FAREWELL, CONCORDE

BY WALTER CRONKITE

The world is celebrating the hundredth year since the Wright Brothers achieved the first powered flight at Kitty Hawk, N.C.

The birthday and the big celebration will come in December, but the magazines, Sunday supplements and television networks already are recounting the dramatic story of those historic days near a North Carolina beach.

There is irony, however, in the fact that this year we also will observe (it could hardly be called a celebration) the first major setback in the history of commercial aviation. That setback is the end of the only regularly scheduled passenger flight faster than the speed of sound.

Air France flew the last Concorde flight on its New York-Paris schedule in the early summer. British Airways flies its last New York-London flight on Oct. 24.

It is difficult to find in the history of commerce and industry the withdrawal of a product or system that had so advanced the progress of the human race. The grounding of the Concorde is as if, after a dozen locations had been interconnected, Alexander Graham Bell and his associates had decided to go no further in their development of the telephone.

Supersonic flight shrank our world and contributed to the concept of the global village. It brought the realization that we could visit the most distant and remote locations in a day's travel. It also enhanced what began with the launching of satellites, which allowed us to talk instantly with one another around the world.

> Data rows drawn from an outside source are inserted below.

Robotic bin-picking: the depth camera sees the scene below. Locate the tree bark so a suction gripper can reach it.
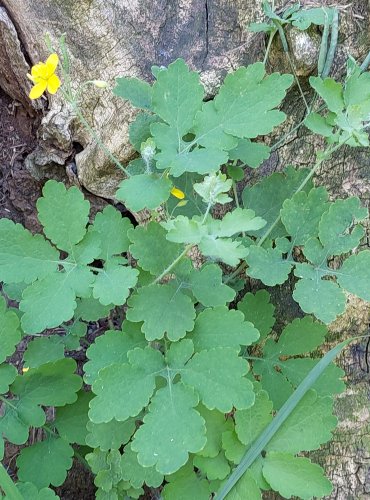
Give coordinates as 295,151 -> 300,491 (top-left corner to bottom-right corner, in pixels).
0,0 -> 370,500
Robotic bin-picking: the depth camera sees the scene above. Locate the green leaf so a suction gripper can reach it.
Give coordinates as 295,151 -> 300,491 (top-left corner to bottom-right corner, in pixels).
36,180 -> 90,252
247,245 -> 292,286
74,297 -> 113,321
336,250 -> 370,302
129,112 -> 160,152
181,347 -> 254,413
0,219 -> 59,283
263,453 -> 332,500
162,215 -> 207,244
197,405 -> 233,458
65,231 -> 102,265
19,269 -> 87,334
225,471 -> 262,500
280,358 -> 346,396
162,470 -> 210,500
266,389 -> 337,454
217,208 -> 266,237
253,316 -> 327,409
304,113 -> 333,137
193,451 -> 230,481
0,398 -> 46,445
229,139 -> 270,168
309,76 -> 344,114
150,123 -> 228,177
293,277 -> 346,324
195,63 -> 292,141
189,264 -> 235,307
84,321 -> 147,385
16,483 -> 59,500
235,391 -> 273,454
11,358 -> 82,406
86,418 -> 136,451
319,197 -> 368,255
54,391 -> 93,446
86,449 -> 122,492
116,174 -> 172,212
17,438 -> 74,489
190,306 -> 259,352
89,205 -> 132,262
128,222 -> 183,275
121,445 -> 163,488
193,172 -> 232,205
2,283 -> 27,302
113,76 -> 152,109
93,264 -> 139,306
23,335 -> 64,368
126,285 -> 195,341
0,364 -> 18,394
0,297 -> 22,363
242,167 -> 313,239
291,6 -> 335,30
280,187 -> 328,247
132,383 -> 206,474
222,429 -> 246,464
152,59 -> 204,138
238,290 -> 275,340
89,347 -> 165,424
264,316 -> 327,359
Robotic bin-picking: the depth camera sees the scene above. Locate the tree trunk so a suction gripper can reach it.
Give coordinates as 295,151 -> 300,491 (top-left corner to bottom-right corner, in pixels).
0,0 -> 370,500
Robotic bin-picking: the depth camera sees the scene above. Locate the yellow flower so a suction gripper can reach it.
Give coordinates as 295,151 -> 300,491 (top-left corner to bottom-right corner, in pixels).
171,187 -> 185,200
27,54 -> 60,99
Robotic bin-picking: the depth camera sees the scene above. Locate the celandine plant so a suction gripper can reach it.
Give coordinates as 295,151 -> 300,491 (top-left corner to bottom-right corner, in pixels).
0,5 -> 370,500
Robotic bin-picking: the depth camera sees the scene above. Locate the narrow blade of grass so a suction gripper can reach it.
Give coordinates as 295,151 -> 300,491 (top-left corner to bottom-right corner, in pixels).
215,339 -> 353,500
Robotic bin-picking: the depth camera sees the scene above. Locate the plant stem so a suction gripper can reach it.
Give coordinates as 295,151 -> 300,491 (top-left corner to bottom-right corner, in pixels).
224,137 -> 348,283
321,9 -> 339,78
0,463 -> 24,500
263,29 -> 277,66
151,243 -> 193,285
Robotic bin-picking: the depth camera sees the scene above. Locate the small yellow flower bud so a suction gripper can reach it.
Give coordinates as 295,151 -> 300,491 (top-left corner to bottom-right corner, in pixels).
171,187 -> 185,200
91,80 -> 108,89
177,200 -> 188,207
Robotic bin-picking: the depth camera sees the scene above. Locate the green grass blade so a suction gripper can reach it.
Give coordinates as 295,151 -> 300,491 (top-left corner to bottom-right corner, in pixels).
215,339 -> 353,500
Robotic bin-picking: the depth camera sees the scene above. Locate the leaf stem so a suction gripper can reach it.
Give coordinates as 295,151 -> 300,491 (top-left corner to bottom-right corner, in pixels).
0,463 -> 24,500
224,137 -> 348,283
321,9 -> 339,78
263,29 -> 277,66
151,243 -> 193,285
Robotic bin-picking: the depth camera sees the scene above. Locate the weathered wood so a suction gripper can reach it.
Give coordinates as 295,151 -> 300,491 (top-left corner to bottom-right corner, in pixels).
0,0 -> 370,500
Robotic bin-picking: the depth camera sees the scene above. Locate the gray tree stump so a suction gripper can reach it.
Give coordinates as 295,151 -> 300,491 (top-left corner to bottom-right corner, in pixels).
0,0 -> 370,500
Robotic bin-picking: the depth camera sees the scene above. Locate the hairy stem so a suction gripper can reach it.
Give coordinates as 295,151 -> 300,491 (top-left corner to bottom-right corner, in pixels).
151,244 -> 193,285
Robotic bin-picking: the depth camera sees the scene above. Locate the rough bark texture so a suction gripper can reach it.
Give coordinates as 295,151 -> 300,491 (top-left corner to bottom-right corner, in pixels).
0,0 -> 370,500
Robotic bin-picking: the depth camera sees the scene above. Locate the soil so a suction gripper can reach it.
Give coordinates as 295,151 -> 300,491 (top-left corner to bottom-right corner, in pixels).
0,89 -> 99,500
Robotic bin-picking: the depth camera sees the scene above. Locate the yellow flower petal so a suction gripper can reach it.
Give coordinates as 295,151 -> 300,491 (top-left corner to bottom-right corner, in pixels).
171,187 -> 185,200
29,80 -> 48,99
47,75 -> 60,94
176,200 -> 188,207
45,54 -> 59,77
31,63 -> 46,78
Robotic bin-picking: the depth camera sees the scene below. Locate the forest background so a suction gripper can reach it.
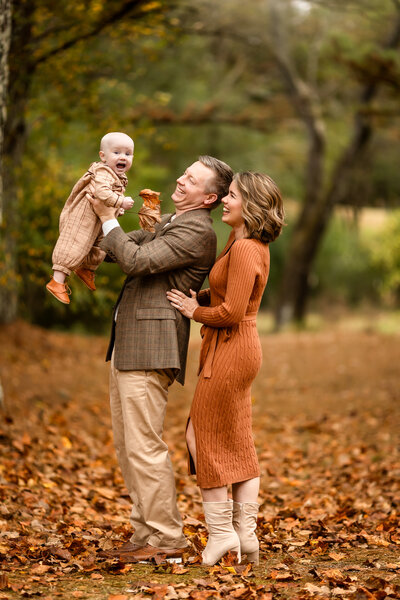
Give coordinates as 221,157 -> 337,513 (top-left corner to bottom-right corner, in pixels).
0,0 -> 400,600
0,0 -> 400,332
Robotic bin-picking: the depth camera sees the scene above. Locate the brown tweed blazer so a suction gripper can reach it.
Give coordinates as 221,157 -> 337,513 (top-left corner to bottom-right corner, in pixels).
100,208 -> 217,384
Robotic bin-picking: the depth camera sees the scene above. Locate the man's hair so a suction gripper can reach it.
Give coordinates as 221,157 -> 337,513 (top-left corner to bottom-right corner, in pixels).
198,155 -> 233,208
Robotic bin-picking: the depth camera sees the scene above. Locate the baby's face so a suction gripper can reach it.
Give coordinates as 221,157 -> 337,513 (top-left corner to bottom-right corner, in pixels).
99,134 -> 134,175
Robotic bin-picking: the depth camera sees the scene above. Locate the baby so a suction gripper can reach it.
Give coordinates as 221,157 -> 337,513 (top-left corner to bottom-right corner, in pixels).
46,132 -> 134,304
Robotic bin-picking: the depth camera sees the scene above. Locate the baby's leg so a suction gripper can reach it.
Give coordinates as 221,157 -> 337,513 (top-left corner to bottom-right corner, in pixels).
53,271 -> 66,283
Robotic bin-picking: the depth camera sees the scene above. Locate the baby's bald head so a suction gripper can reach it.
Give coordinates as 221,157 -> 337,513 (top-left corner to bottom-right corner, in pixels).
100,131 -> 134,152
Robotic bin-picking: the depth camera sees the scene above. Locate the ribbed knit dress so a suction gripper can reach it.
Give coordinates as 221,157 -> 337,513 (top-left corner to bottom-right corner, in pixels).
189,232 -> 269,488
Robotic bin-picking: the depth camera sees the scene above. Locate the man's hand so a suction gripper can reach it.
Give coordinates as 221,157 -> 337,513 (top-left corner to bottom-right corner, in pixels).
122,196 -> 135,210
86,194 -> 115,223
167,290 -> 200,319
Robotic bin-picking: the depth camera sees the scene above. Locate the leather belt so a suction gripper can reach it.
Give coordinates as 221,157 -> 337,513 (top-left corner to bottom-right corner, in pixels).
203,312 -> 257,379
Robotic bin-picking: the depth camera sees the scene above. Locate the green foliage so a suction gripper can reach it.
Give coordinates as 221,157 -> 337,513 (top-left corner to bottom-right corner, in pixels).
5,0 -> 400,330
310,213 -> 379,305
372,210 -> 400,303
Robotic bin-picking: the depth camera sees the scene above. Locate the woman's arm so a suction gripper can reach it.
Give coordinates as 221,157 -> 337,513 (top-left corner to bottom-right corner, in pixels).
193,239 -> 262,327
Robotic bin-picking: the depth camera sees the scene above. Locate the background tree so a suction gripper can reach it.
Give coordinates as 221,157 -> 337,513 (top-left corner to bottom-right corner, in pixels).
3,0 -> 400,328
0,0 -> 11,316
0,0 -> 167,323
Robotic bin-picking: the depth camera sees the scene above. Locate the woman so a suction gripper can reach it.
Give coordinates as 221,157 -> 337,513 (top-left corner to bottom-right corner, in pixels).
167,171 -> 284,565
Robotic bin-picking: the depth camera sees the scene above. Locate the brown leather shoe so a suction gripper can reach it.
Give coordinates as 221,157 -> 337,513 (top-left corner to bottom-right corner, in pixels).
75,267 -> 96,292
121,544 -> 186,563
46,277 -> 71,304
99,542 -> 143,558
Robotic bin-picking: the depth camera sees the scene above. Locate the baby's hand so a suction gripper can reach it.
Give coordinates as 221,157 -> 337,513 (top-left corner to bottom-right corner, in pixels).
122,196 -> 134,210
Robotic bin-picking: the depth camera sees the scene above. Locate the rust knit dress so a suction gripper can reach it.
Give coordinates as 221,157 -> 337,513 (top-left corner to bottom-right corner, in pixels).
189,232 -> 269,488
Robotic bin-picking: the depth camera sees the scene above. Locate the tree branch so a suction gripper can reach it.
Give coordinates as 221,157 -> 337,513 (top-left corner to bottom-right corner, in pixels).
31,0 -> 164,69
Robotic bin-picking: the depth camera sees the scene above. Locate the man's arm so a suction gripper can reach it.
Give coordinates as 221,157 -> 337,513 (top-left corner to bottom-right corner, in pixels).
100,219 -> 215,275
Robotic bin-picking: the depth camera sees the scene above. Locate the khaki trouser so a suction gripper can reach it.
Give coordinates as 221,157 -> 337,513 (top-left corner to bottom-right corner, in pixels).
110,357 -> 187,548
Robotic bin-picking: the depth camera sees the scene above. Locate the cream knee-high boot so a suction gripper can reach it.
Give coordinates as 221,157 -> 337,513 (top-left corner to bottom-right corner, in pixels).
202,500 -> 240,565
233,501 -> 260,565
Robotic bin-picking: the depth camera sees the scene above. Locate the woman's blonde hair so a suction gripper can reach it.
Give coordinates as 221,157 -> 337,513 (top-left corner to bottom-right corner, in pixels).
233,171 -> 285,243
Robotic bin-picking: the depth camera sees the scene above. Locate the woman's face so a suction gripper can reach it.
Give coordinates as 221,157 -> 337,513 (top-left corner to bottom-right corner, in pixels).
222,181 -> 244,229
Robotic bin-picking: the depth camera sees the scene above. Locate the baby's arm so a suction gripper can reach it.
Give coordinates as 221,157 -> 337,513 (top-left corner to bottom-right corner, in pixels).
92,167 -> 133,211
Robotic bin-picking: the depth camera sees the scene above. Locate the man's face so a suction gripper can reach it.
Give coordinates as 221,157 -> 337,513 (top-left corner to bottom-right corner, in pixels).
171,161 -> 217,215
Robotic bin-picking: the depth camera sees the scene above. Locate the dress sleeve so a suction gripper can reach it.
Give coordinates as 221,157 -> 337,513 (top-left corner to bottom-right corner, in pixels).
197,288 -> 211,306
193,239 -> 261,327
92,167 -> 124,208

The satellites projected by television a vision and a better understanding of that world to those with no hope of traveling.

The Concorde failed because of a combination of an insurmountable technical problem and a purely financial one. The unsolvable technical problem was the sonic boom, the explosivelike blast that followed like a shadow the Concorde's path overhead. This phenomenon occurred at the moment the plane pierced the sound barrier. It rattled windows and frightened birds, beasts and humans.

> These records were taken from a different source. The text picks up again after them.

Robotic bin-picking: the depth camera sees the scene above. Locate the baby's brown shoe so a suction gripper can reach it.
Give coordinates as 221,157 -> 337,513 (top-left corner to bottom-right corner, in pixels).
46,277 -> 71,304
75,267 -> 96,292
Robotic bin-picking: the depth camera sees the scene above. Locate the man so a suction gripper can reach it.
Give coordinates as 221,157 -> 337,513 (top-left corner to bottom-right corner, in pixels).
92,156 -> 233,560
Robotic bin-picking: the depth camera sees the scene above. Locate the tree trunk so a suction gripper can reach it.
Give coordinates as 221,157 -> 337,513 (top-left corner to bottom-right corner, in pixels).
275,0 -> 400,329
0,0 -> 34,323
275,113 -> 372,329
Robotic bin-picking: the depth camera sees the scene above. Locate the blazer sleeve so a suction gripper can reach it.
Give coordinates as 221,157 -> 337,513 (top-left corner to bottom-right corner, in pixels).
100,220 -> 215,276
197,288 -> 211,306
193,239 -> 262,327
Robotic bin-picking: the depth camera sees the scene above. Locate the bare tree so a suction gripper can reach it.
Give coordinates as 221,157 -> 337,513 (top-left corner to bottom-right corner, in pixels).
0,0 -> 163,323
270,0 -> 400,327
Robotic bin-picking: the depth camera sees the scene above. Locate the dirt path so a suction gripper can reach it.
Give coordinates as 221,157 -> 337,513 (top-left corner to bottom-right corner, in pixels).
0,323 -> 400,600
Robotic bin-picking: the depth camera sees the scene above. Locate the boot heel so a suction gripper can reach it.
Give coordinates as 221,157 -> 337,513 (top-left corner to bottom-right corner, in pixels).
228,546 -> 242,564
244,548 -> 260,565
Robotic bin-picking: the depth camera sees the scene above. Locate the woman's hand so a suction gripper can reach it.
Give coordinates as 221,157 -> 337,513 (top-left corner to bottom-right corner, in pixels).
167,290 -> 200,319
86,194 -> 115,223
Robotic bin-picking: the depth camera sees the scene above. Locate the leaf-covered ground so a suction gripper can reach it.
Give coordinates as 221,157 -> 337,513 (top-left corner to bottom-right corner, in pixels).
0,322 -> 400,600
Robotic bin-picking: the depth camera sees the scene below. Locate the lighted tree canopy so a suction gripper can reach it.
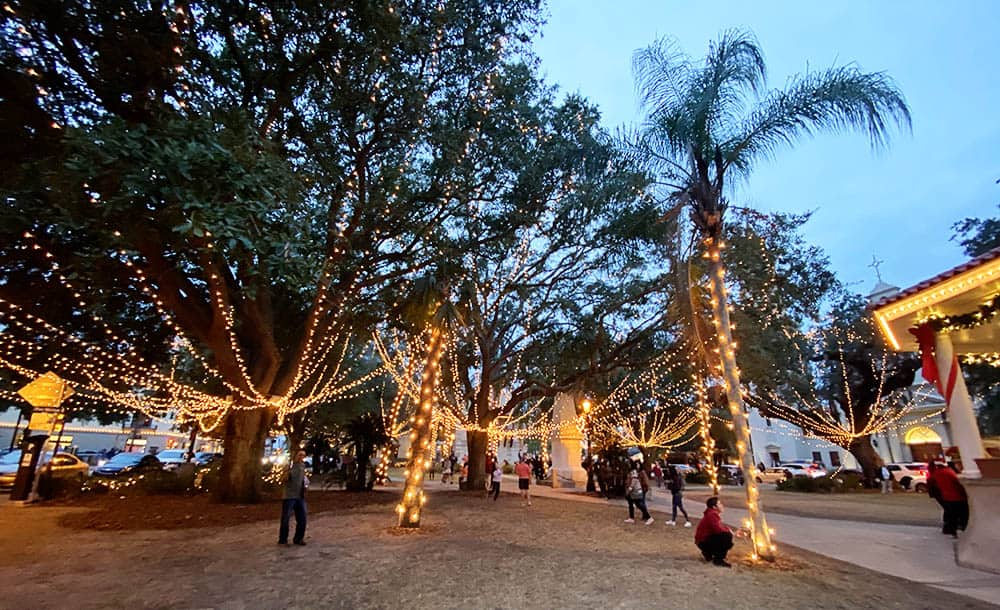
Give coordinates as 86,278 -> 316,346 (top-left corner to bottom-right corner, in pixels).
0,0 -> 920,524
0,1 -> 572,500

So serious were the repercussions that governments banned the Concorde from flight over their lands. Thus the planes were limited to transoceanic flights, and the only regularly scheduled service was between New York and London or Paris. (From those inland cities to the seacoast, the planes flew at subsonic speeds.)

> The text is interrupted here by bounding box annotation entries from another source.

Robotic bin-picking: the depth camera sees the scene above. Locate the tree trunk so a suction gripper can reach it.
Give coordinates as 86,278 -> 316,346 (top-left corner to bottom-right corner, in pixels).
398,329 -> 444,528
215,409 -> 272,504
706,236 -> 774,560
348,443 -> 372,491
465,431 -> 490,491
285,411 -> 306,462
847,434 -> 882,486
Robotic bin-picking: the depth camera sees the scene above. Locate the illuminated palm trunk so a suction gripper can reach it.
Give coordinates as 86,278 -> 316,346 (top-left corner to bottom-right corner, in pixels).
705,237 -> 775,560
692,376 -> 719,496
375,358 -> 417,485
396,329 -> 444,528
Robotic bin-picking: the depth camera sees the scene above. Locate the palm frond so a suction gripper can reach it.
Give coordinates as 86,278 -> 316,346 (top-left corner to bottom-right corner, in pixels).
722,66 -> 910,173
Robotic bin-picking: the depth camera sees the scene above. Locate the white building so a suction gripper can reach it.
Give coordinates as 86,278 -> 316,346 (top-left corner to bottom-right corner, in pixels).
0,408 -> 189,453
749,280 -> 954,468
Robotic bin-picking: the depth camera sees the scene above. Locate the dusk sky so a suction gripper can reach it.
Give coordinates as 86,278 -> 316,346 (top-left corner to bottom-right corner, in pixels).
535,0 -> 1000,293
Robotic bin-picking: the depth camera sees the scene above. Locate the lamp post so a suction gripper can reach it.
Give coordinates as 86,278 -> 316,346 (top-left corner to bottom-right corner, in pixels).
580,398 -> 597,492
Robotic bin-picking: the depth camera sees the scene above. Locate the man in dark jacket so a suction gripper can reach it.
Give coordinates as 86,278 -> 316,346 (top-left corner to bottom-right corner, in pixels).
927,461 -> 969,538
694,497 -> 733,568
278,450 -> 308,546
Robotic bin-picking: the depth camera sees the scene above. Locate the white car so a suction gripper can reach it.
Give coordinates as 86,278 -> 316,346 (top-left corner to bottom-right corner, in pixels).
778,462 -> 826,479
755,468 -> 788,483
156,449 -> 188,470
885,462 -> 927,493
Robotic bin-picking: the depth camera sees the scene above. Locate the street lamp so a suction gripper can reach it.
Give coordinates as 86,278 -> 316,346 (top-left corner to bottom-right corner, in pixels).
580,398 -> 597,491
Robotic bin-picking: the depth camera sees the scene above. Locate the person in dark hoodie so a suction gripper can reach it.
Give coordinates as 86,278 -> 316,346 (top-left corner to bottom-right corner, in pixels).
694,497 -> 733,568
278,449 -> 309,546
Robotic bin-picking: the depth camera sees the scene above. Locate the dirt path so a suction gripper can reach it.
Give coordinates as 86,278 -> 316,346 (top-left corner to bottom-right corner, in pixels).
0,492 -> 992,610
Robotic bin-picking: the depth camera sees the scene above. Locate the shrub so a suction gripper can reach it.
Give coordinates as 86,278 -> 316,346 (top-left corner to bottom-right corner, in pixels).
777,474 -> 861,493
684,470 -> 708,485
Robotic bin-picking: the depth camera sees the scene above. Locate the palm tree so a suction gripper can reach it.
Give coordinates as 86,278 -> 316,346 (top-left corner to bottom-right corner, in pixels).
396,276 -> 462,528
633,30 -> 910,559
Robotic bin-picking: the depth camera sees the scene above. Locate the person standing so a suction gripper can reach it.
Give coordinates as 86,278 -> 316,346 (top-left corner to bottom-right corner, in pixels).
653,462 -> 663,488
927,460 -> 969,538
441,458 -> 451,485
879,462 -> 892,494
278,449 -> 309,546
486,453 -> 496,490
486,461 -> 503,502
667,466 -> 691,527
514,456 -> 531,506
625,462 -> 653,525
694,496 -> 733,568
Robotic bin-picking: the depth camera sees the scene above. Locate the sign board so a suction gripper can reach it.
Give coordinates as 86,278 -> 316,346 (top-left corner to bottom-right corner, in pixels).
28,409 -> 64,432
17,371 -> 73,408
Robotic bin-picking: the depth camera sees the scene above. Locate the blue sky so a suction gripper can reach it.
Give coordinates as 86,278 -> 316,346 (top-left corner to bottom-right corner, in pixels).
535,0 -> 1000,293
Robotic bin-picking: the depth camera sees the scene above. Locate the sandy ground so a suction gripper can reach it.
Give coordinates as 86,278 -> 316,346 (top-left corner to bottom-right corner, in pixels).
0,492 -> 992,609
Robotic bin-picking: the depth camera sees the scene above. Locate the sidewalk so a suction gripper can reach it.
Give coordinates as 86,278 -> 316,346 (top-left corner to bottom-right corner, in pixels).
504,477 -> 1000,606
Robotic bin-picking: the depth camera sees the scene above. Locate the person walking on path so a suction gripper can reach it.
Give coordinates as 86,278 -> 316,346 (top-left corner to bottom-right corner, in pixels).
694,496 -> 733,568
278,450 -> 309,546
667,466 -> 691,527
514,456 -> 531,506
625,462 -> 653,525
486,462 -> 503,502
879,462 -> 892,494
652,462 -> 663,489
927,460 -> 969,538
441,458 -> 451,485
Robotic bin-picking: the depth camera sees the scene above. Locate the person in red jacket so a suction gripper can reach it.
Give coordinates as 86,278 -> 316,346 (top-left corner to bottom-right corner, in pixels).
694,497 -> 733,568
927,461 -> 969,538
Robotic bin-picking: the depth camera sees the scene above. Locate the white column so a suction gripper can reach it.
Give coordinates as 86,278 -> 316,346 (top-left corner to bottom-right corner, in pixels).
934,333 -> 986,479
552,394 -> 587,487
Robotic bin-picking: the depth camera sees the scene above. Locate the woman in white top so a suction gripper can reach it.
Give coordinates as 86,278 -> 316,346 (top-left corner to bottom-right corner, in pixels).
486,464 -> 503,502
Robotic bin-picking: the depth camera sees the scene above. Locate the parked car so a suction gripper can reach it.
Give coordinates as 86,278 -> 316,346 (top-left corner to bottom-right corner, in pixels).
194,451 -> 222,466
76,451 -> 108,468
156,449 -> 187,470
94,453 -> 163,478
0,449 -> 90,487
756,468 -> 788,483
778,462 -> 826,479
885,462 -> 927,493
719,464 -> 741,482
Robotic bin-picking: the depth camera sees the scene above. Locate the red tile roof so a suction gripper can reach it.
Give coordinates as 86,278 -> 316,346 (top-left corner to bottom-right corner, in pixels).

The sonic-boom restriction, of course, limited the Concorde's profit potential but even more serious was the most disastrous of coincidences. Just as the Concorde was being introduced to the traveling public in 1976, world oil prices were soaring upward almost faster than the new aircraft itself.

The additional cost of operating the fuel-guzzling planes sent ticket prices beyond the pocketbooks of a large part of the flying public.

As the Concorde dies, there are those who feel no sorrow and brush off the plane's importance. They see not its potential and the deeper significance of its very existence, but only the fact that it was a big-ticket luxury item.

Actually, the plane was not noted for its comfort. The seats were small; the aisle was narrow (so narrow that when the food cart was in the aisle, one practically had to make an appointment to go to the restroom.)

But comfort was comparatively unimportant when the plane got you across the Atlantic in just more than three hours, barely an hour longer than a regular jet takes on the New York-Chicago run.

European executives flew the Atlantic in the morning, held board meetings in Kennedy Airport's airline lounges and flew home the same day.

Film and television personalities commuted across the Atlantic for one-day appearances. Television journalist David Frost was a regular commuter, with his one-day trips to New York to do his famous interviews.

The only silver lining I can find in the Concorde's demise is that Frost is now going to have to spend an occasional dinner with me in New York.